Few-femtosecond Electron Beam with THz-frequency Wakefield-driven Compression
Lingrong Zhao, Tao Jiang, Chao Lu, Rui Wang, Zhe Wang, Pengfei Zhu,, Yanchao Shi, Wei Song, Xiaoxin Zhu, Chunguang Jing, Sergey Antipov, Dao Xiang, and Jie Zhang

TL;DR
This paper introduces a novel passive method to produce few-femtosecond electron beams using THz-frequency wakefields, achieving significant compression with low timing jitter, beneficial for ultrafast applications.
Contribution
The paper presents a new passive bunching technique utilizing THz wakefields in a dielectric tube for ultrashort electron beam generation with minimal timing jitter.
Findings
Electron beams compressed from 150 fs to about 7 fs (rms).
No additional timing jitter introduced during compression.

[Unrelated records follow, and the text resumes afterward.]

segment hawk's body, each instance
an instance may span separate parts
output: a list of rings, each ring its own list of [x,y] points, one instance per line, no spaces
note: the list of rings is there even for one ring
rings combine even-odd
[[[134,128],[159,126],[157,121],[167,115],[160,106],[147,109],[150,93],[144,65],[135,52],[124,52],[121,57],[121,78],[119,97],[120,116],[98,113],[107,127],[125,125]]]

Potential applications in ultrafast electron diffraction and plasma acceleration.
Abstract
We propose and demonstrate a novel method to produce few-femtosecond electron beam with relatively low timing jitter. In this method a relativistic electron beam is compressed from about 150 fs (rms) to about 7 fs (rms, upper limit) with the wakefield at THz frequency produced by a leading drive beam in a dielectric tube. By imprinting the energy chirp in a passive way, we demonstrate through laser-driven THz streaking technique that no additional timing jitter with respect to an external laser is introduced in this bunch compression process, a prominent advantage over the conventional method using radio-frequency bunchers. We expect that this passive bunching technique may enable new opportunities in many ultrashort-beam based advanced applications such as ultrafast electron diffraction and plasma wakefield acceleration.